Lundi 9 mars la commission “libertés civiles” du Parlement européen a approuvé le règlement “retour” relatif aux expulsions de migrants. Ce texte s’ajoute au Pacte sur la migration et l’asile déjà approuvé. Il durcit fortement les conditions d’expulsion (en France : obligation de quitter le territoire) et prévoit la possibilité d’envoyer les migrants vers des “plateformes de retour”, c’est à dire des centres de rétention situés dans les pays hors de l’Union européenne avec lesquels celle-ci aurait signé des accords. Ainsi un Algérien visé par une OQTF pourrait se voir renvoyé au Zimbabwe ou en Australie L’Italie a déjà un tel accord avec l’Albanie. Le Royaume-Uni avait essayé de monter un tel système avec des pays africains, mais la procédure avait été annulée par la Justice. Ne mentionnons pas les Etats-Unis ne se privent pas de cette mécanique, sans accord et dans la violence.

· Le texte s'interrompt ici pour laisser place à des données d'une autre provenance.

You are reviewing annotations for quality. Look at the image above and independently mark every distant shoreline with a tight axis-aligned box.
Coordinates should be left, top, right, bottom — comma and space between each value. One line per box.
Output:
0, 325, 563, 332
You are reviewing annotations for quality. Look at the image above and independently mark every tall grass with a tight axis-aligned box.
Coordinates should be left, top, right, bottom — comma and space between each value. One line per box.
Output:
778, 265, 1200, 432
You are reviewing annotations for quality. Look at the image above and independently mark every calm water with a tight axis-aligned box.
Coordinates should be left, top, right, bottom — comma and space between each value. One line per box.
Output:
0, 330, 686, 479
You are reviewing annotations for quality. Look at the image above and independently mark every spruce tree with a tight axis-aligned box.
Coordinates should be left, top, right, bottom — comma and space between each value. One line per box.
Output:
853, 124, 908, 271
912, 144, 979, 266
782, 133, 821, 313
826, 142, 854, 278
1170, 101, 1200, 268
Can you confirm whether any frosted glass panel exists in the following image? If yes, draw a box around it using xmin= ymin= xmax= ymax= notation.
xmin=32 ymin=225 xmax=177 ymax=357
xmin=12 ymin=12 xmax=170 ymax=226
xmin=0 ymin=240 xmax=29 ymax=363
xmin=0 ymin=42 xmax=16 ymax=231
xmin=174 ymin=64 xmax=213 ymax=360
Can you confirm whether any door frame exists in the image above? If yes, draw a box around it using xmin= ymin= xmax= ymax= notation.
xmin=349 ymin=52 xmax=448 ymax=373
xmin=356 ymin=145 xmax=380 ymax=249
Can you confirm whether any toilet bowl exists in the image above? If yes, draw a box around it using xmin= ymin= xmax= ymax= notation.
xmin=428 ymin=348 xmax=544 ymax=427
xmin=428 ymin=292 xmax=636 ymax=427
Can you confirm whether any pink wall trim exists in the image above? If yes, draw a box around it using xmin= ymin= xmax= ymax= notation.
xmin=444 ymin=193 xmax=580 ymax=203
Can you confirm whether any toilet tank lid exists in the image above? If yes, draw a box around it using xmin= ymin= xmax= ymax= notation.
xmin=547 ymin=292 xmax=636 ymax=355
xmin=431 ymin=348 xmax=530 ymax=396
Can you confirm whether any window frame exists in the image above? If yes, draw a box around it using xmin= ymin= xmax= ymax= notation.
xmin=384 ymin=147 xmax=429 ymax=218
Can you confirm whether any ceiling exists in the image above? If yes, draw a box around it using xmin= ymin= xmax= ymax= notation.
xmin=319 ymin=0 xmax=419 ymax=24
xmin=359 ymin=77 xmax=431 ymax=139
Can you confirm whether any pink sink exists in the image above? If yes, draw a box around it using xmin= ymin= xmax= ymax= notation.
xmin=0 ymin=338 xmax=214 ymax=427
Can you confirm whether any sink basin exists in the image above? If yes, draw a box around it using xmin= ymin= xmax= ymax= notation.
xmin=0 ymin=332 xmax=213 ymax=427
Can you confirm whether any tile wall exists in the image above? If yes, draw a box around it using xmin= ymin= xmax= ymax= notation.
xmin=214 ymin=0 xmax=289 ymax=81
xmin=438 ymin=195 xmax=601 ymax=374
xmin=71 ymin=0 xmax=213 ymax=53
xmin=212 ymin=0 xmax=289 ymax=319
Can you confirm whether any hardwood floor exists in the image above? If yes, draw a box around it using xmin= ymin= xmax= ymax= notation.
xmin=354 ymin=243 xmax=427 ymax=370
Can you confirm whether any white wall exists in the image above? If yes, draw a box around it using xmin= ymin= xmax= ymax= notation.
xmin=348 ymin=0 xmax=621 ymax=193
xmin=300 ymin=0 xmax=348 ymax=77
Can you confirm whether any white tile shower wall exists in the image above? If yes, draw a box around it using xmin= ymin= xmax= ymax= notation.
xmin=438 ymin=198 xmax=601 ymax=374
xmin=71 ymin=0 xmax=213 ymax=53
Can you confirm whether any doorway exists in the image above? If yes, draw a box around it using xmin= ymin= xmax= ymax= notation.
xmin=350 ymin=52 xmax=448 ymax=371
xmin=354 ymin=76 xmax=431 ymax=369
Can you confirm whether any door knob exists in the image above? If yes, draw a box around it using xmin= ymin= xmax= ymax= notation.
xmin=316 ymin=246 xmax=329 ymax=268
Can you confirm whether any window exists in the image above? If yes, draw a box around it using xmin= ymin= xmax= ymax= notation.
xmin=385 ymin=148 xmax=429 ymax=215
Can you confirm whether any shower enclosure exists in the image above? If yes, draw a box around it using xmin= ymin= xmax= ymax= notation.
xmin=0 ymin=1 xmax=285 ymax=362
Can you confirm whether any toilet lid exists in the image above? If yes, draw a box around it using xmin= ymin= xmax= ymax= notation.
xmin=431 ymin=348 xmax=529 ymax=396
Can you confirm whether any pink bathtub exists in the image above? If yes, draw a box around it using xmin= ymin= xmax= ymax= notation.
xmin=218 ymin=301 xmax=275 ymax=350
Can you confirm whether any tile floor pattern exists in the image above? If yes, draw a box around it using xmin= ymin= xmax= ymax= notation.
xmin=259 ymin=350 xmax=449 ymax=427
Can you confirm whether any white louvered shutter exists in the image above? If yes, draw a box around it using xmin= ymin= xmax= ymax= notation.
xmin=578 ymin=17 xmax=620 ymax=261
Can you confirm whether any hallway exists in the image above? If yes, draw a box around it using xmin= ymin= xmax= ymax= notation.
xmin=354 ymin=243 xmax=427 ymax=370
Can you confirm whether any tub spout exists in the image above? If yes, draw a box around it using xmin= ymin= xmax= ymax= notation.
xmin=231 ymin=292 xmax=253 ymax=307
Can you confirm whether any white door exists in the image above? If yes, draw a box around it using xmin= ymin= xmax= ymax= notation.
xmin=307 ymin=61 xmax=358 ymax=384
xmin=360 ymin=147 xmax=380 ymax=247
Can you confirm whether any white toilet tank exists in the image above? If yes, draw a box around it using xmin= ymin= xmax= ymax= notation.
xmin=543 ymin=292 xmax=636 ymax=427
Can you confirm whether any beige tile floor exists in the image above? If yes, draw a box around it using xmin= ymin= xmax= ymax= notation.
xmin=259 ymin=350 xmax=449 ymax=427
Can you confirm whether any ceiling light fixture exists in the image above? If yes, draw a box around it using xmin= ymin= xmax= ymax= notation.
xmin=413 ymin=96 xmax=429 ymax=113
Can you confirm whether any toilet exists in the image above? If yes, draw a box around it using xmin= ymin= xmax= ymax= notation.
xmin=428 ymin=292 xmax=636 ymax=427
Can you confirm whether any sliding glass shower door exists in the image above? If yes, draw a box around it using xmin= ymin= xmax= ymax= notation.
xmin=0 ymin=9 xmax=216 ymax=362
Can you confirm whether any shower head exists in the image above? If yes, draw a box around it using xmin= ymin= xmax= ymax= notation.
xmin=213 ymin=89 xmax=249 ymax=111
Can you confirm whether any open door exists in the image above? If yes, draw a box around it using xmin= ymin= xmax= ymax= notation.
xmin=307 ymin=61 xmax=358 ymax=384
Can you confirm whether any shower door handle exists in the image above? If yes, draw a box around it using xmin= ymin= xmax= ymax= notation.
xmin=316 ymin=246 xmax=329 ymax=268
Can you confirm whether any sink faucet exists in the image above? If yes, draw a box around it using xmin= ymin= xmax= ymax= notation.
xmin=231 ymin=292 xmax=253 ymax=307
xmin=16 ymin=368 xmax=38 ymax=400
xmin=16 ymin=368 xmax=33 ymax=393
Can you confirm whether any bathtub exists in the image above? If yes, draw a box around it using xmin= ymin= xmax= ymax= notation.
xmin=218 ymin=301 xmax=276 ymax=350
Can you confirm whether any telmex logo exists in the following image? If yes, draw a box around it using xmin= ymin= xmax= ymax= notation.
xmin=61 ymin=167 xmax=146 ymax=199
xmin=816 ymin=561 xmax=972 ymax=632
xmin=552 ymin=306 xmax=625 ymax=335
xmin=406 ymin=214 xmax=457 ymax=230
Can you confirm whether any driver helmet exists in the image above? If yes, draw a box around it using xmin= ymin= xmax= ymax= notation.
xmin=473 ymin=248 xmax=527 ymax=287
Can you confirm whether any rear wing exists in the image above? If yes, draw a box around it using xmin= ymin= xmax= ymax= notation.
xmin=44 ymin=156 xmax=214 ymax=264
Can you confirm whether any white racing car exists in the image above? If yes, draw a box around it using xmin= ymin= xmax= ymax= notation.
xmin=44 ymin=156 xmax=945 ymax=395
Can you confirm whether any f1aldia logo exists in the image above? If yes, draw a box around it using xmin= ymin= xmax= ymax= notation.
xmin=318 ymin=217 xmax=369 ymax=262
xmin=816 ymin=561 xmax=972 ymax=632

Cette politique n’est pas à la gloire de l’Union européenne qui se veut humaniste et respectueuse des droits de l’homme. Elle montre que la pensée néo-raciste, celle de Trump et d’une partie de l’opinion américaine progresse en Europe, à notre grande honte. Le rapprochement des droites et des extrêmes-droites au Parlement européen est inquiétant et l’on voit des sales cocos, comme Bellamy pour la droite traditionnelle, et les groupes d’extrême-droite comme le Rassemblement National se féliciter de ce vote.
Bien sûr le vote de la commission “libertés civiles” ne vaut pas approbation définitive : le Parlement européen doit voter en plénière, il faudra ensuite négocier les modalités de sa mise en oeuvre avec les Etats membres.
Profitons de ce délai pour faire reculer la droite au Parlement européen.